After two mostly sleepless nights due to a sick child, I finally got to sleep long enough to have dreams. But then I was rudely awakened by a nightmare: I was running late to the church service, and dashed to the piano and grabbed the list of songs and the hymnbook laying there nearby, but it was the wrong version. The listed numbers didn't lead to the right hymns. The words could be forced to fit, but the melody was wrong. I reached over to grab another hymnbook, but it wouldn't lay flat and stay open. I woke up with my heart racing.
Sometimes when things don’t work out as expected, we are too stiff and inflexible and the whole thing turns into a nightmare. What if we tried, instead, to see all the possibilities open before us?
On string instruments, there are multiple ways to play the same note. A cello has four strings, and you can play the same note on two different strings by putting your fingers in different positions. The choice of string to use depends on what notes you are playing before and after, for ease in fingering, and also on what tone is best for that note. Each string sounds slightly different. This was a difficult thing for me as a pianist to learn, since a piano only has one key per note. I wasn’t used to thinking of multiple possibilities.
Sometimes God tells us to do something that seems totally opposite of what we are used to doing, like when God told Philip to travel away from Jerusalem instead of toward it. Sometimes we may have to do or explain things in a way we’ve never thought of before, in order to reach someone very different from us. At such times, perhaps we can play a different melody with the old words. On the cello, there is only one way to play the lowest note, a low C. Some truths can and should never be changed. But for everything else, flexibility opens all new windows and doors of opportunity.

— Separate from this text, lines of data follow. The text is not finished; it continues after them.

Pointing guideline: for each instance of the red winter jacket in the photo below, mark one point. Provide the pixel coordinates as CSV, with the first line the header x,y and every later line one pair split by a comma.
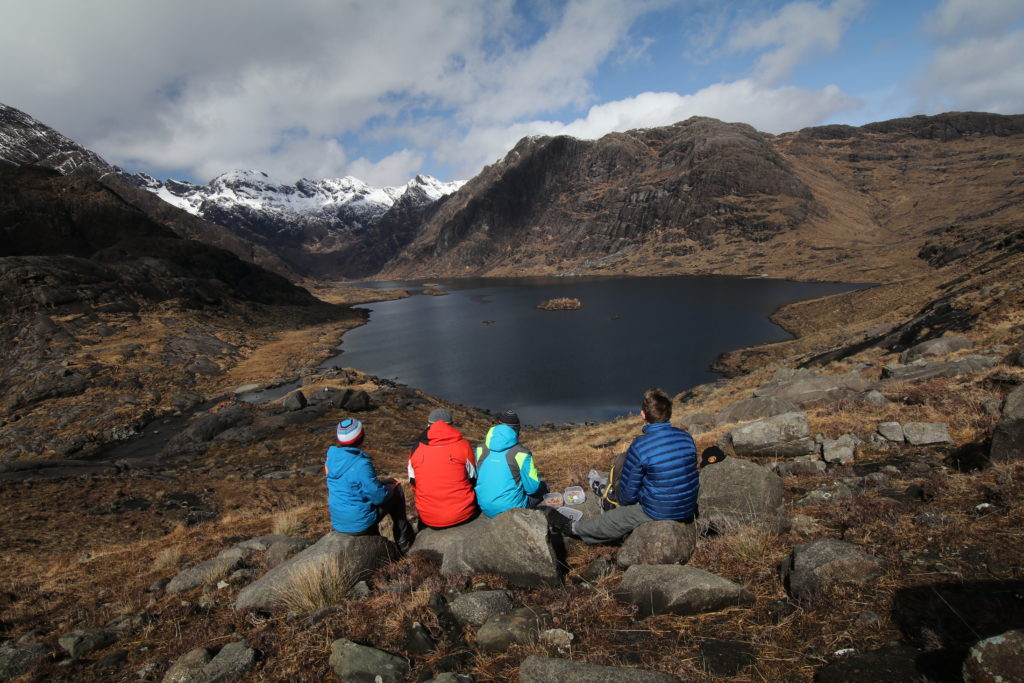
x,y
441,471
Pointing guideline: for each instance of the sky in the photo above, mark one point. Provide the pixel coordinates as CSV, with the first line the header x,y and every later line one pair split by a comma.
x,y
385,89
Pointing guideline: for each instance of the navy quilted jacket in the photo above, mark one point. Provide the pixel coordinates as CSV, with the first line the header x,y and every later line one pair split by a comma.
x,y
660,473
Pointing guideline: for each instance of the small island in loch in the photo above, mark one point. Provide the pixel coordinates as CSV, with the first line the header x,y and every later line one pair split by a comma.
x,y
563,303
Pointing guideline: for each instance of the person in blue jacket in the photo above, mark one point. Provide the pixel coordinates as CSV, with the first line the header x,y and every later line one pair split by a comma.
x,y
358,500
658,479
506,475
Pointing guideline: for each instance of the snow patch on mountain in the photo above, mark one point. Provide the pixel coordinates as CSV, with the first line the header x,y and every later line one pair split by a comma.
x,y
347,200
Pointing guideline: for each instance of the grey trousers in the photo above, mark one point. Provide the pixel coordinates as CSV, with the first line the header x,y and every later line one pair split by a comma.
x,y
611,525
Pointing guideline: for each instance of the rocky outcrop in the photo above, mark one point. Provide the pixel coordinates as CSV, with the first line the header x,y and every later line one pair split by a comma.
x,y
514,545
816,566
356,556
1008,441
537,669
671,589
737,493
561,200
785,435
663,542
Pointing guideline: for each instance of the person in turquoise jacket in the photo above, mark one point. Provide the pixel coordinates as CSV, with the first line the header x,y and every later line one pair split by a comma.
x,y
506,475
358,500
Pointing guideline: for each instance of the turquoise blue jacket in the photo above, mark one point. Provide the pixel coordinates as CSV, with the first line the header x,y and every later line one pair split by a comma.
x,y
352,489
505,472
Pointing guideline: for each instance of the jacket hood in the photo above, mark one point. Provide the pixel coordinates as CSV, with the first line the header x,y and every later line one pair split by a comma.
x,y
501,437
341,458
441,433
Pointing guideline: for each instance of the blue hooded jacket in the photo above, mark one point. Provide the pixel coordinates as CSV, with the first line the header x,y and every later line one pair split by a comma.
x,y
352,488
660,473
498,488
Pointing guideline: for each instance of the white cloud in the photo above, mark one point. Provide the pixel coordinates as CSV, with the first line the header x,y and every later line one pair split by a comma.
x,y
974,17
797,32
976,65
771,110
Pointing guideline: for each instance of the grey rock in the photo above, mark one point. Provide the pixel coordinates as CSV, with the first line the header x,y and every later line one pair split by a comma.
x,y
927,433
205,573
1008,439
232,660
736,493
476,607
892,431
672,589
295,401
82,642
807,388
785,435
755,409
514,545
893,664
695,422
725,657
358,664
188,667
921,370
813,567
419,641
935,347
997,658
358,555
520,627
16,660
662,542
875,397
799,467
536,669
357,401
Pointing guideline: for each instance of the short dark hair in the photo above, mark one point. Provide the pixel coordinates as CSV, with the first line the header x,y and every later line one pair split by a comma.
x,y
656,406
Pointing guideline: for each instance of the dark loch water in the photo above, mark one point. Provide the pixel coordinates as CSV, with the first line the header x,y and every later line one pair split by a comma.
x,y
485,344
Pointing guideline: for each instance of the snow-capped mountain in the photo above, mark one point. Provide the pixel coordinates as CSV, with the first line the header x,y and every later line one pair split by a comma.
x,y
25,140
244,199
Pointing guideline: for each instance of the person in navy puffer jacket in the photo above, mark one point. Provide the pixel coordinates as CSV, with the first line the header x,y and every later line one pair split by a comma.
x,y
658,478
357,500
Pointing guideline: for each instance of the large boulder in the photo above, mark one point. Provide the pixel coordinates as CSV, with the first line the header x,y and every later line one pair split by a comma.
x,y
922,370
807,388
997,658
356,555
514,545
927,433
662,542
476,607
357,664
520,627
1008,440
672,589
935,347
785,435
755,409
813,567
536,669
737,493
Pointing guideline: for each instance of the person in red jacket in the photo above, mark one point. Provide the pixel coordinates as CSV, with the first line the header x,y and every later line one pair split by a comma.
x,y
441,473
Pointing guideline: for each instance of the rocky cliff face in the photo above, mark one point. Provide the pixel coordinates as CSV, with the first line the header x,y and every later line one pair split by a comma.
x,y
869,204
567,205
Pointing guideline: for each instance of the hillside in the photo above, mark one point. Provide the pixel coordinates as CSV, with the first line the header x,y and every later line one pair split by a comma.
x,y
138,499
830,203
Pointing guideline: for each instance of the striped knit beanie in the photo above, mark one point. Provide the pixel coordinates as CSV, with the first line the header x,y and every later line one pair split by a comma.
x,y
349,431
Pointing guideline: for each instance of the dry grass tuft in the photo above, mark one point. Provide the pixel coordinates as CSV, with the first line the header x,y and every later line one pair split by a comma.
x,y
167,558
291,522
316,586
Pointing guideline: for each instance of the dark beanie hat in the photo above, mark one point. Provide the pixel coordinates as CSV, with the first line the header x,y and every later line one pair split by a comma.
x,y
712,455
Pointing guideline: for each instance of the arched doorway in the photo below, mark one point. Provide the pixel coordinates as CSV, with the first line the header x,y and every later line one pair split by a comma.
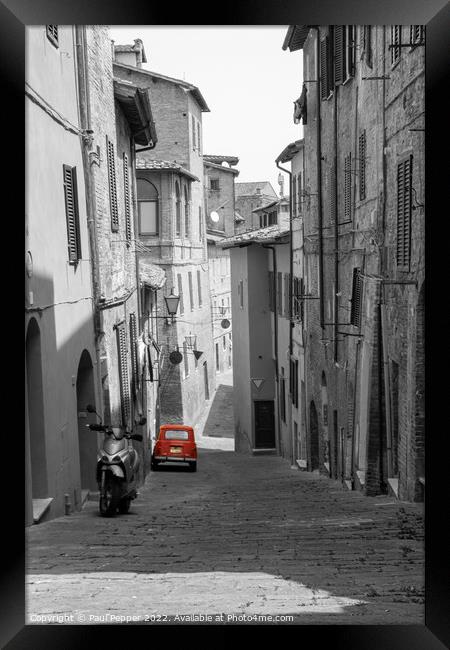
x,y
314,434
325,434
419,411
35,404
87,440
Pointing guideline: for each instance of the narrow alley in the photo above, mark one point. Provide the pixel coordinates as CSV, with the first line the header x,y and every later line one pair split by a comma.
x,y
244,536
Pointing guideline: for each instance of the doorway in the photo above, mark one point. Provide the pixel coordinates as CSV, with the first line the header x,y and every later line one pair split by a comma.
x,y
205,376
314,434
87,440
264,424
35,396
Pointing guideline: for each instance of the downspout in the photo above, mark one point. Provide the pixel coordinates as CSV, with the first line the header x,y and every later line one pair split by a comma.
x,y
89,180
291,325
336,231
275,345
319,178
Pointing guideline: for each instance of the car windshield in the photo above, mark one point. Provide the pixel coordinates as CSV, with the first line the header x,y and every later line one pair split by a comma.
x,y
171,434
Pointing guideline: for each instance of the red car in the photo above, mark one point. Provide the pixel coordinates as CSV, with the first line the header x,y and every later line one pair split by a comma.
x,y
175,443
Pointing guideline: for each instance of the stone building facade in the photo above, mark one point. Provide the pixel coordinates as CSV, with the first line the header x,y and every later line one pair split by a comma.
x,y
363,221
220,177
175,168
248,197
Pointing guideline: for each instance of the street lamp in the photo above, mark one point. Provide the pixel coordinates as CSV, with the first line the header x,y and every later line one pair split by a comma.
x,y
172,302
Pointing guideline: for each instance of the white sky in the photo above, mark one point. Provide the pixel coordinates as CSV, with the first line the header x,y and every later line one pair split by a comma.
x,y
247,80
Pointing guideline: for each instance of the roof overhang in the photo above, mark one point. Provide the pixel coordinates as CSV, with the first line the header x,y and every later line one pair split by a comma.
x,y
136,107
289,152
296,37
221,167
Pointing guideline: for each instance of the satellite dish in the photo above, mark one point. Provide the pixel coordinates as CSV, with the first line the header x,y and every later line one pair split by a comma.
x,y
175,357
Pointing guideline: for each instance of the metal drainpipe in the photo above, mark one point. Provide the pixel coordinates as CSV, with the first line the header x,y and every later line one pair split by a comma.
x,y
336,233
319,178
291,273
275,320
91,206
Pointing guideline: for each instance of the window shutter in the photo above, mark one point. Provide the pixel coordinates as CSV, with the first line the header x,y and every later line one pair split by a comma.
x,y
404,206
126,186
133,347
355,312
395,42
323,69
72,216
112,185
348,187
52,34
339,54
123,373
362,166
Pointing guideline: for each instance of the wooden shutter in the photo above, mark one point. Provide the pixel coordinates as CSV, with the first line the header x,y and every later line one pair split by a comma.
x,y
280,293
133,347
348,187
395,43
52,34
126,188
123,373
355,312
404,206
271,301
112,185
362,165
323,69
339,54
72,216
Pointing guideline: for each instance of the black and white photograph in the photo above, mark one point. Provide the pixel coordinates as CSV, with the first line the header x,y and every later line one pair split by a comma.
x,y
225,272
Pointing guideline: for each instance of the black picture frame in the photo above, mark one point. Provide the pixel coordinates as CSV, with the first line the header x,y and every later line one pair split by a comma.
x,y
14,15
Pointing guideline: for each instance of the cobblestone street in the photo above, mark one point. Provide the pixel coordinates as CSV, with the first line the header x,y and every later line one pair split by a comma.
x,y
243,535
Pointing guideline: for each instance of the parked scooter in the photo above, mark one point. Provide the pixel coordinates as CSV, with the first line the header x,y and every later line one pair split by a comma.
x,y
117,467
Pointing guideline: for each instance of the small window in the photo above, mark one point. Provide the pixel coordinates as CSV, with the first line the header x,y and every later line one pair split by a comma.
x,y
355,312
362,165
180,293
52,34
416,34
127,198
199,284
404,208
396,39
193,133
122,353
112,185
147,196
191,292
367,45
72,215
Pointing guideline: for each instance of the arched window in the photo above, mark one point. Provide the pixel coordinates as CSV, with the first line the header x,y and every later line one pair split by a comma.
x,y
147,196
178,210
186,212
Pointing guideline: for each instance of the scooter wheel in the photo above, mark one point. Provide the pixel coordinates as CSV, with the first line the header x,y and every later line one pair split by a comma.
x,y
124,506
110,500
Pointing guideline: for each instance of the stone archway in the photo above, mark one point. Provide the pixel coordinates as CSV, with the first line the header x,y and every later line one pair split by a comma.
x,y
419,406
35,408
325,431
314,436
87,440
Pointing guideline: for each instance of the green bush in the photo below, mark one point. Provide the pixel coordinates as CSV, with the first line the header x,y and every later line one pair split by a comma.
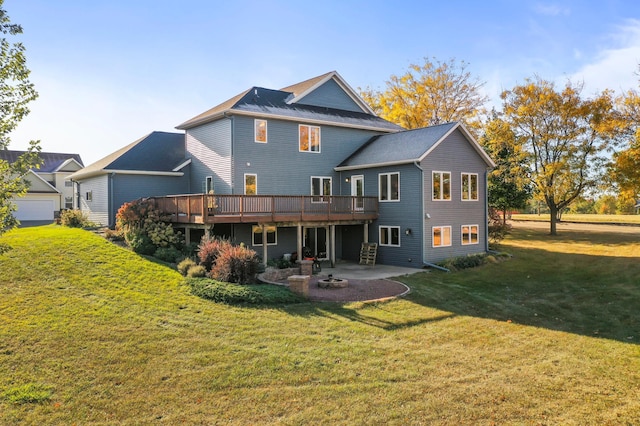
x,y
184,266
168,254
260,294
235,264
140,243
196,271
209,250
74,219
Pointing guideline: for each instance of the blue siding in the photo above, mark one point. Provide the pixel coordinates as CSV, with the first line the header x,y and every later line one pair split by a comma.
x,y
331,95
280,167
457,156
209,147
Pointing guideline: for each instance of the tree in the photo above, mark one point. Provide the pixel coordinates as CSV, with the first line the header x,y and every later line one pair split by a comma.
x,y
16,91
509,184
565,137
429,94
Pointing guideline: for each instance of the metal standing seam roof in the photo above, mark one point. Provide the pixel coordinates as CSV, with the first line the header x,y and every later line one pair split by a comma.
x,y
401,147
270,102
51,160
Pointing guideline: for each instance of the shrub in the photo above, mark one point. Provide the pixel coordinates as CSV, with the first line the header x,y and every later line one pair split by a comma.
x,y
223,292
168,254
498,229
184,266
196,271
209,250
235,264
74,219
140,243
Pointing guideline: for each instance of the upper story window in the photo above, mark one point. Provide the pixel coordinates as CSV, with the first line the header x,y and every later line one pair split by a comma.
x,y
389,186
469,186
441,183
320,187
250,184
260,131
309,138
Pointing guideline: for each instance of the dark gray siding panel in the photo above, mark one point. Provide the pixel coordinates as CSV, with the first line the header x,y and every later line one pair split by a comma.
x,y
126,188
331,95
209,147
457,156
280,167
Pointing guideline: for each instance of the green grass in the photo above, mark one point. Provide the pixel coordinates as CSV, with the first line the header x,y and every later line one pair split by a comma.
x,y
549,337
632,219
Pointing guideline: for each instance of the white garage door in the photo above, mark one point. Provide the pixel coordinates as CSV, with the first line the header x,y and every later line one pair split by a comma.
x,y
34,210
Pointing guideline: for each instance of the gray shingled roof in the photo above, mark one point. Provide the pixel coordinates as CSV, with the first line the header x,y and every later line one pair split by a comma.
x,y
259,100
155,152
400,147
52,160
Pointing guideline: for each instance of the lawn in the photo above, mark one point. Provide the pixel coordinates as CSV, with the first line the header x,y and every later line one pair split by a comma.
x,y
627,219
94,334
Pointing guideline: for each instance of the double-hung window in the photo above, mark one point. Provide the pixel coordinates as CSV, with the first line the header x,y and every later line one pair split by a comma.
x,y
260,131
389,187
441,185
257,236
309,138
320,188
390,236
250,184
441,236
469,186
469,234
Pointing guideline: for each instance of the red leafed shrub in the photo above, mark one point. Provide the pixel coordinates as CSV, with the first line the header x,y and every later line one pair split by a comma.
x,y
235,264
209,250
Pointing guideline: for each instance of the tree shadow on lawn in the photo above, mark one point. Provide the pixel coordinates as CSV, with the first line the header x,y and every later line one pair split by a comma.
x,y
591,295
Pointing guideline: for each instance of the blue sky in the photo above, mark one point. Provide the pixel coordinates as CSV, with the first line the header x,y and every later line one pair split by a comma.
x,y
109,72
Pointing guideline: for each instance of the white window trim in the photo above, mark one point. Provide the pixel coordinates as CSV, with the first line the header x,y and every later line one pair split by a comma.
x,y
321,196
388,180
388,229
462,175
441,186
433,229
253,233
468,242
255,130
245,182
309,133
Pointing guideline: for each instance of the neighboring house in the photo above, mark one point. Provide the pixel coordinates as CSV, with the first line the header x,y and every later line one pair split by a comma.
x,y
153,165
49,190
310,167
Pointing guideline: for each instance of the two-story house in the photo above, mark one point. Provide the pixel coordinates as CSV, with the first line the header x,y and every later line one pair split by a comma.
x,y
49,190
310,167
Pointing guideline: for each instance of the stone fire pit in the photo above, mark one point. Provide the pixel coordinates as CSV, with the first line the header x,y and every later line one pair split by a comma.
x,y
331,282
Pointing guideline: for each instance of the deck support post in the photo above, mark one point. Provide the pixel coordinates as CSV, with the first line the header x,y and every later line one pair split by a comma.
x,y
264,245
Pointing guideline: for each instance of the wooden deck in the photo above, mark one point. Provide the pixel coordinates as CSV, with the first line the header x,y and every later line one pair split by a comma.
x,y
212,209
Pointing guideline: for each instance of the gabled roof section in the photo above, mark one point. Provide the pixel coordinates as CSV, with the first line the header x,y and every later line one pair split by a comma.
x,y
288,104
305,88
52,161
155,153
407,147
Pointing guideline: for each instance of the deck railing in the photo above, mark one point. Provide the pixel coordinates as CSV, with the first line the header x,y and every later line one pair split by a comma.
x,y
213,208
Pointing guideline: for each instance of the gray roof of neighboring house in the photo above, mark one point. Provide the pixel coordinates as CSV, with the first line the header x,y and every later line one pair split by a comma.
x,y
157,152
405,147
51,160
282,103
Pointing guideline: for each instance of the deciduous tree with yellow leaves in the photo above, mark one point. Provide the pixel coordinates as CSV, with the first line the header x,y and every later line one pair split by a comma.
x,y
565,136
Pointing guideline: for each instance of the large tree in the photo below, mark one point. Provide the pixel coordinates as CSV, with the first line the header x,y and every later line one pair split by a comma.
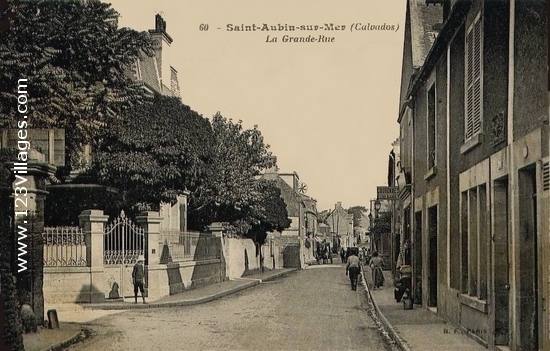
x,y
76,61
239,157
11,333
154,152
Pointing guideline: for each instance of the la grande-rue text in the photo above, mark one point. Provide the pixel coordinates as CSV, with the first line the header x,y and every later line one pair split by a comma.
x,y
307,39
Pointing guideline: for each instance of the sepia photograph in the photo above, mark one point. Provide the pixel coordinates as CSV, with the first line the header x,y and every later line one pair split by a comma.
x,y
274,175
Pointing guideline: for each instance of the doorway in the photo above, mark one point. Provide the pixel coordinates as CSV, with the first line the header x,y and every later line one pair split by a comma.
x,y
417,259
528,263
432,254
501,263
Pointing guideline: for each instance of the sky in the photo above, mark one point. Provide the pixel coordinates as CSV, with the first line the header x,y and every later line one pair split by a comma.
x,y
328,110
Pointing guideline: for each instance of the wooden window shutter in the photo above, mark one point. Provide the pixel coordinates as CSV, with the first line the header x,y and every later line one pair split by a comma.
x,y
473,80
546,176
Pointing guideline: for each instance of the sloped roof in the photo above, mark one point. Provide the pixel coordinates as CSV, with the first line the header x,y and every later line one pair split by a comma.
x,y
425,21
291,198
149,73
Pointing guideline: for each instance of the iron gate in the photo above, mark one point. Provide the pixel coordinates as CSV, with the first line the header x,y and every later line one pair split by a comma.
x,y
123,241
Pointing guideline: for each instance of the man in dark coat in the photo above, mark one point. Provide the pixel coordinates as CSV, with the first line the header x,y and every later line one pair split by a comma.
x,y
138,278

Now an angel of the Lord said to Philip, “Go south to the road—the desert road—that goes down from Jerusalem to Gaza.” So he started out, and on his way he met an Ethiopian eunuch, an important official in charge of all the treasury of the Kandake (which means “queen of the Ethiopians”). This man had gone to Jerusalem to worship, and on his way home was sitting in his chariot reading the Book of Isaiah the prophet. The Spirit told Philip, “Go to that chariot and stay near it.”…
Then Philip began with that very passage of Scripture and told him the good news about Jesus.